This Monday at the Silicon Valley NewSQL meetup in Mountain View, Michael Stonebreaker took turns bashing both the established relational databases (Oracle, DB2, SQL Server, PostgreSQL) and the NoSQL newcomers (MongoDB, Cassandra, Riak), proposing a third alternative, VoltDB, a NewSQL database.
Stonebreaker—a leading researcher in the field of database design, former UC Berkeley professor and now MIT professor, winner of the IEEE John von Neumann Medal, and a designer of PostgreSQL—argued that the established databases have become legacy bloatware incapable of scaling to modern requirements without complete redesign. According to Stonebreaker’s research, these systems, all of which follow a similar design, use only a small percentage of CPU cycles (about 4%) on useful work. The bulk of CPU cycles go to overhead, divided fairly evenly into four categories of about 24% each:
- Managing the buffer pool of disk pages cached in memory
- Multi-row locking for transactions
- Latching memory objects such as b-trees to prevent corruption in a multi-threaded environment
- Write-ahead logging to disk
The NoSQL databases, according to Stonebreaker, solve these problems, but they do so by jettisoning SQL and ACID. Giving up SQL, Stonebreaker argued, makes no sense. The SQL standard has proven itself as a time-saving high level language that successfully depends on compilation to generate low level commands. Going backwards to row-level commands and unique APIs for each database, Stonebreaker claimed, is comparable to giving up C for assembler.
Stonebreaker also argued against giving up ACID, a requirement (or potential requirement) for almost all applications. If a database does not provide ACID, application developers will need to write this complex code themselves.
Stonebreaker proposed instead his product, VoltDB, a relational database that supports ACID and most of the SQL standard.
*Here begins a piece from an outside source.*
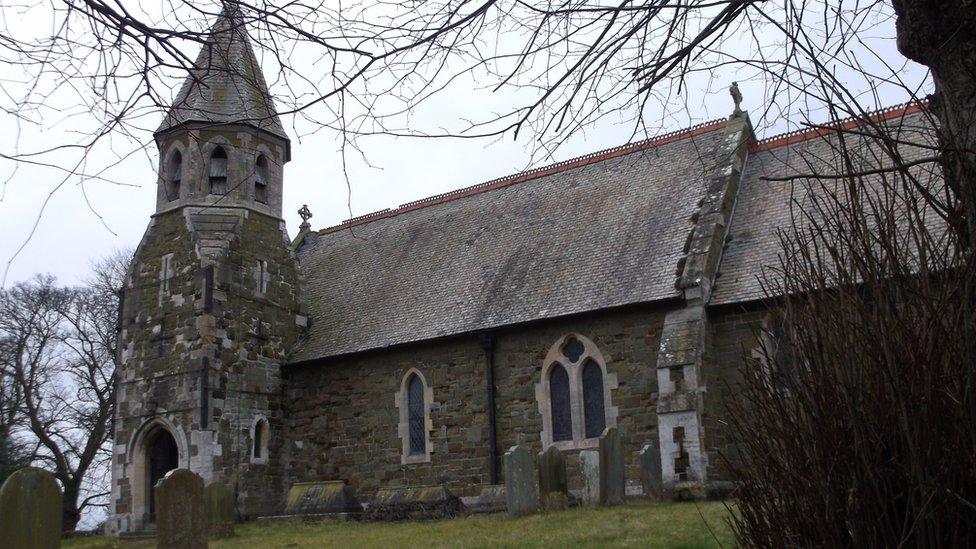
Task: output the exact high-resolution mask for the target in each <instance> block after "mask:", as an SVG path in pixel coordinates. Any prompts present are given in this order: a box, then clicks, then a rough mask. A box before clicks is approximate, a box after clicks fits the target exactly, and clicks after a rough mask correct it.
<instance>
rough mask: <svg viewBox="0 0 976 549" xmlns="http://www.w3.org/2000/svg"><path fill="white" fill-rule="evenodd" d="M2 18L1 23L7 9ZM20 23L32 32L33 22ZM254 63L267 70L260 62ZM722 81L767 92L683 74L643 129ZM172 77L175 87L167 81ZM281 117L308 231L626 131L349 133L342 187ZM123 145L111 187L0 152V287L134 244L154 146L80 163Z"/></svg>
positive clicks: (45, 119) (619, 130)
mask: <svg viewBox="0 0 976 549" xmlns="http://www.w3.org/2000/svg"><path fill="white" fill-rule="evenodd" d="M5 16H6V18H7V21H6V23H7V25H10V24H11V23H10V17H12V15H11V12H10V10H9V8H8V9H7V10H6V11H5ZM17 17H20V18H22V20H23V21H22V25H23V26H24V27H25V28H24V31H25V32H39V33H43V32H45V30H46V28H45V25H48V24H49V23H47V22H46V21H47V20H46V19H44V18H43V17H39V18H37V17H35V16H32V15H28V14H26V13H20V14H19V15H17ZM31 25H34V26H36V28H34V29H32V28H31ZM891 36H893V24H889V25H888V27H887V30H886V29H885V27H882V28H881V29H880V30H878V32H877V36H876V37H875V40H876V43H875V45H874V47H875V49H876V50H877V51H879V52H880V53H881V56H882V58H883V61H884V62H886V63H888V64H890V65H892V66H895V67H901V68H900V69H899V70H900V72H901V74H902V76H903V77H905V78H906V79H908V80H914V81H922V80H924V78H925V72H924V71H923V70H921V68H920V67H918V66H917V65H912V64H907V65H904V63H905V60H904V59H903V58H902V57H901V56H900V55H899V54H898V53H897V50H896V49H895V47H894V42H893V40H891V39H890V38H891ZM265 65H266V66H265V68H266V72H267V71H268V70H269V66H268V65H269V63H265ZM0 70H2V71H3V74H5V76H6V77H7V78H10V77H11V76H13V77H16V76H17V72H16V71H17V69H16V68H15V67H6V68H3V69H0ZM271 74H273V69H271ZM269 79H270V80H271V86H272V91H276V90H278V91H282V89H283V87H282V85H281V83H277V82H276V81H275V79H274V78H269ZM733 80H740V87H741V88H742V93H743V95H744V96H745V100H744V102H743V107H744V108H745V109H747V110H749V111H751V112H753V113H756V112H757V111H760V110H762V109H763V108H764V101H765V100H766V99H767V98H766V97H765V95H764V94H765V93H766V89H765V88H764V86H763V84H762V83H761V82H759V81H746V82H742V80H743V75H741V74H736V73H735V72H734V71H733V70H731V69H730V70H729V71H728V72H725V73H722V72H716V73H714V74H711V75H710V78H709V79H705V78H692V79H690V80H689V81H688V83H687V88H686V89H685V96H684V98H679V99H678V100H677V101H672V102H671V103H670V104H667V105H664V106H661V105H657V106H650V107H648V109H647V110H646V111H645V113H644V116H645V119H646V121H647V122H648V124H649V126H650V127H651V128H652V131H651V132H650V133H652V134H654V133H664V132H667V131H670V130H674V129H679V128H681V127H685V126H688V125H691V124H694V123H697V122H702V121H705V120H709V119H713V118H718V117H724V116H727V115H728V114H730V113H731V110H732V102H731V99H730V98H729V95H728V91H727V86H728V85H729V84H731V82H732V81H733ZM172 84H173V91H172V93H173V94H175V91H176V85H177V84H178V82H176V81H174V82H172ZM906 99H907V97H906V96H905V94H904V93H901V92H898V91H893V92H890V93H889V92H887V91H883V92H882V94H881V100H880V103H882V104H894V103H897V102H902V101H905V100H906ZM58 100H60V101H70V98H68V99H65V98H64V97H63V96H62V97H61V98H60V99H58ZM506 100H507V98H506V96H505V95H504V94H494V95H491V94H489V93H488V92H486V91H483V90H482V91H481V92H479V93H474V92H473V91H472V90H471V89H465V87H464V86H455V87H453V88H451V89H449V90H448V91H446V92H444V93H442V95H440V96H439V97H438V98H437V100H436V101H434V102H430V103H427V104H426V105H425V106H424V107H423V108H421V109H418V110H417V111H415V112H413V113H412V114H411V123H415V124H418V125H425V126H427V127H438V126H447V125H450V124H452V123H455V122H457V121H458V119H459V118H461V117H465V114H466V113H468V112H474V111H478V110H483V109H484V108H485V107H486V104H488V103H489V102H491V103H494V104H493V105H492V108H503V107H504V106H505V104H506ZM803 109H804V106H803V105H796V111H797V112H800V113H801V114H802V115H806V114H810V116H811V118H813V119H815V120H818V119H819V120H823V119H824V115H823V114H817V113H803V112H802V111H803ZM162 115H163V114H162V112H156V113H152V114H150V115H147V116H146V117H145V120H146V121H145V122H144V123H143V124H142V125H143V126H144V130H143V132H142V134H141V135H136V136H135V140H136V141H137V142H139V141H141V142H142V143H151V138H150V132H151V129H152V128H154V127H155V126H156V125H157V124H158V122H159V121H160V120H161V118H162ZM754 119H755V116H754ZM802 119H803V117H802V116H800V117H798V118H797V119H796V120H792V119H785V118H784V119H780V120H776V119H768V118H767V119H765V120H763V121H762V122H761V124H759V126H760V127H759V128H758V130H759V131H760V133H767V134H768V133H771V132H777V131H786V130H789V129H795V128H796V127H797V125H798V124H799V123H800V122H802ZM0 120H3V127H4V132H3V133H2V135H0V150H2V151H4V152H8V153H9V152H10V151H12V150H15V149H18V148H19V150H21V151H24V150H31V149H32V148H37V147H43V146H45V145H46V144H49V143H52V142H55V141H58V140H63V139H65V138H66V136H68V137H70V135H71V134H70V133H68V132H69V131H82V132H83V131H85V126H84V122H78V123H77V124H75V125H71V124H70V123H69V124H67V125H65V124H64V120H56V119H54V118H52V117H47V118H45V119H43V120H38V121H37V123H36V124H23V123H17V121H16V120H15V119H14V118H13V117H11V116H9V115H7V116H4V117H2V118H0ZM283 123H284V124H285V126H286V129H287V130H288V131H289V134H290V135H291V138H292V151H293V158H292V161H291V162H290V163H289V164H287V165H286V167H285V188H284V213H283V215H284V218H285V219H286V221H287V222H288V229H289V232H290V234H292V235H294V234H295V233H296V231H297V226H298V223H299V222H300V220H299V218H298V215H297V214H296V213H295V212H296V210H298V208H299V207H301V205H302V204H308V206H309V208H310V209H311V211H312V212H313V214H314V218H313V219H312V225H313V227H314V228H317V229H318V228H322V227H326V226H330V225H334V224H337V223H340V222H342V221H343V220H344V219H346V218H348V217H350V210H351V215H353V216H356V215H362V214H365V213H369V212H372V211H376V210H380V209H383V208H395V207H396V206H397V205H398V204H401V203H405V202H409V201H412V200H416V199H418V198H422V197H425V196H430V195H433V194H437V193H442V192H445V191H449V190H452V189H457V188H461V187H465V186H469V185H473V184H477V183H480V182H483V181H486V180H490V179H493V178H496V177H500V176H504V175H507V174H510V173H513V172H517V171H521V170H524V169H526V168H528V167H531V166H532V165H538V164H546V163H549V162H552V161H558V160H564V159H567V158H571V157H574V156H578V155H581V154H585V153H589V152H592V151H596V150H600V149H603V148H607V147H612V146H616V145H620V144H623V143H625V142H627V141H628V140H629V139H630V138H631V135H632V131H633V125H632V124H631V123H623V122H622V121H621V117H616V118H614V117H608V118H604V119H602V120H601V121H600V122H599V123H598V124H597V125H596V126H594V127H590V128H587V129H586V130H585V131H582V132H580V133H578V134H576V135H575V136H574V137H573V138H572V139H571V140H570V141H569V142H568V143H567V144H566V145H565V146H564V147H562V148H560V149H559V150H558V151H557V152H556V154H555V157H554V158H552V159H545V158H539V157H538V156H536V157H535V158H533V157H532V155H531V154H530V151H531V150H532V147H533V144H534V142H533V141H532V139H533V137H534V136H532V135H529V134H526V135H524V136H522V137H521V139H520V140H519V141H513V140H512V138H511V136H508V137H506V138H504V139H499V140H474V139H437V140H435V139H419V138H392V137H385V136H384V137H374V138H366V139H363V140H361V141H360V145H361V146H362V148H363V150H364V152H365V155H366V156H365V158H364V157H362V156H360V155H358V153H356V152H349V153H348V154H347V155H346V161H347V168H348V174H349V180H350V183H351V187H350V188H347V184H346V180H345V179H344V177H343V172H342V155H340V152H339V145H340V140H339V136H338V135H337V134H336V132H334V131H330V130H326V129H322V128H318V127H314V125H310V124H309V123H308V122H305V121H300V120H299V121H296V120H294V119H293V118H292V117H285V119H283ZM302 134H304V135H302ZM131 150H135V151H136V152H135V153H134V154H131V155H130V156H128V157H127V158H126V159H125V160H123V161H121V162H119V163H117V165H113V166H112V167H111V168H110V170H109V171H108V172H106V173H107V174H108V178H109V179H112V180H113V181H114V183H107V182H104V181H88V182H80V181H78V179H77V178H68V179H64V176H63V173H62V172H60V171H58V169H56V168H50V167H36V166H30V165H26V164H20V165H15V164H14V163H13V162H11V161H8V160H0V176H3V177H4V180H3V186H2V188H0V235H3V236H2V239H0V267H6V266H7V265H8V263H9V270H8V272H7V275H6V284H7V285H10V284H11V283H14V282H16V281H20V280H24V279H26V278H28V277H30V276H32V275H33V274H34V273H38V272H43V273H51V274H54V275H55V276H57V277H58V278H59V279H60V280H61V281H62V282H64V283H75V282H78V281H79V280H81V279H83V278H84V277H85V276H86V273H87V270H88V265H89V262H90V261H91V260H92V259H93V258H97V257H100V256H103V255H106V254H107V253H109V252H110V251H111V250H113V249H114V248H127V247H134V246H135V245H136V244H137V243H138V242H139V240H140V238H141V237H142V234H143V231H144V230H145V228H146V225H147V222H148V221H149V216H150V214H151V213H152V212H153V210H154V206H155V196H156V191H155V185H156V173H155V167H154V166H155V161H156V158H155V154H156V151H155V148H154V147H153V146H151V145H150V146H149V147H147V148H146V149H145V150H143V151H139V150H138V147H134V146H133V141H132V140H130V139H124V138H121V136H120V137H113V138H112V140H110V141H109V142H108V144H106V145H105V146H103V147H102V148H101V149H99V150H96V151H94V152H92V153H91V154H90V157H89V158H88V164H89V165H91V166H98V167H99V169H100V168H101V167H102V166H106V165H109V164H115V160H114V157H115V156H117V155H125V154H127V153H128V151H131ZM72 162H74V159H73V158H72V157H71V156H70V155H68V154H66V155H65V165H63V166H62V167H69V165H70V164H71V163H72ZM42 208H43V211H44V213H43V215H41V214H40V212H41V210H42ZM21 247H22V250H21V251H20V252H19V254H18V253H17V252H18V250H19V249H21ZM15 254H16V257H15Z"/></svg>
VoltDB avoids the overhead of buffer management by keeping all data in memory. It avoids the overhead of row locking and memory object latching by using a single thread per partition. Only one thread touches memory objects, and transactions run sequentially on the one thread. And instead of write-ahead logging of data, VoltDB takes periodic snapshots of the database and logs only commands, which is faster but still capable of rebuilding the database from disk in case of failure. (See the VoltDB Technical Overview for more details.)
Like most of the NoSQL databases, VoltDB supports scalability across commodity hardware by sharding data based on keys. According to Stonebreaker, the choice of key is critical to performance, as joins and transactions that cross partitions degrade performance, a problem that cannot be solved even by eliminating the overhead of traditional RDMS. VoltDB makes scaling possible, but application developers must still give careful thought to how to partition data so that most operations only touch a single partition.
One could argue that this latter admission proves the NoSQL case against relational databases, namely that a database supporting ACID cannot scale. VoltDB scales only as long as transactions do not cross partitions. In a sense, VoltDB can be thought of as many small, fast databases that support ACID or one large database that supports ACID but does not scale. In other words, VoltDB does not solve the CAP dilemma.
Certainly, VoltDB will make sense for certain use cases, where there is a need for lightning speed and transactional integrity, where data can be sharded into largely autonomous partitions, and where VoltDB’s only partial implementation of the SQL standard fulfills requirements. But VoltDB will not replace traditional RDMS anytime soon, as it lacks much of the functionality that enterprises expect, bloatware though that might be.
Nor will VoltDB eliminate the demand for NoSQL, because many organizations will find a NoSQL database out there that fits well with its specific requirements. If all you need is a key-value store, why not choose a database that specializes in this function. If your data takes the shape of a graph, why not choose a database tailor made to the purpose.
Moreover, Stonebreaker overstates the case against NoSQL APIs. Yes, SQL is a proven high level language for data access, but it does not always fit well with object models used by application developers, which is why organizations have turned to solutions for object-relational mapping. In many ways, objects map more intuitively to document-oriented databases than to SQL. Besides, a central tenet of NoSQL is the embrace of variety, the rejection of the one size fits all mentality. With that in mind, the diversity of NoSQL APIs is a benefit; the diversity allows developers to choose the one or more APIs that best fit a specific requirement.
Whether or not we accept all of Stonebreaker’s claims, the VoltDB retake on the traditional RDMS makes clear that these are exciting times in the world of databases.